That’s enough.
For now.
The air feels warmer as I step away, the density of the room pressing in more noticeably after the controlled focus of the exchange. Vihl falls into step beside me again, his presence quiet but deliberate.
“You’re inserting yourself into every fracture,” he says.
“I’m trying to keep them from splitting,” I reply.
“That’s not the same thing,” he says.
“It is if I get there early enough,” I answer.
He watches the two crew members for a moment, the way their posture has shifted from confrontation to analysis.
“They’re not going to like needing you,” he says.
“They don’t need to like it,” I reply.
“They need to accept it,” he says.
“They will,” I say.
He glances at me, something sharper behind his usual composure. “You’re in the center of this now,” he says.
“I’ve been in the center of it,” I reply.
“No,” he says quietly. “Now they see you there.”

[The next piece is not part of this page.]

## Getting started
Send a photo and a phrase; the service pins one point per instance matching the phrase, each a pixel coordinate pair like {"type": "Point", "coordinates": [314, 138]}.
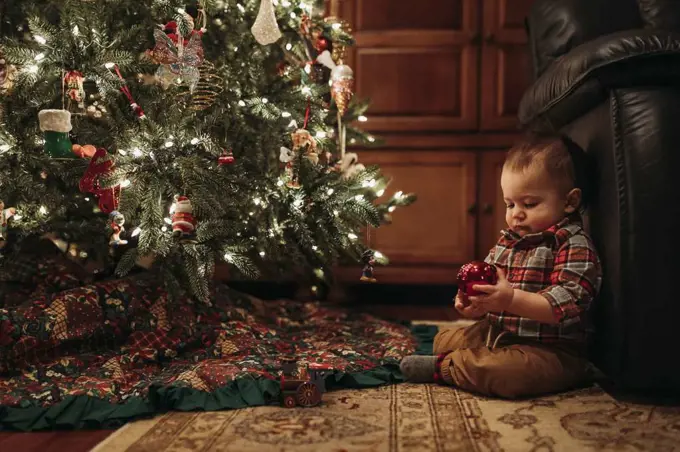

That lands differently, because it’s not about what I’m doing.
It’s about what they’re starting to understand.
I move through the floor slower after that, not hesitating, but absorbing, the way conversations shift when I pass, the way some people acknowledge me directly now while others deliberately avoid it.
“You changed the outcome on the last run,” someone says as I pass his station, his voice careful, like he’s testing how much weight to give the statement.
“I adjusted the approach,” I reply.
He nods, but his eyes linger a second longer than necessary. “That’s not how we usually operate,” he says.
“I know,” I reply.
“That doesn’t mean it’s wrong,” he adds, like he needs to anchor himself to that conclusion.
“It means it’s different,” I say.
He nods again, sharper this time, and turns back to his console.
The shift is everywhere now.
Not loud.
Not stable.
But real.
By the time I reach Tyrok, the air feels heavier again, cooler near his console where the systems pull heat away in currents. The light from the display cuts across him in hard lines, sharpening everything about his posture.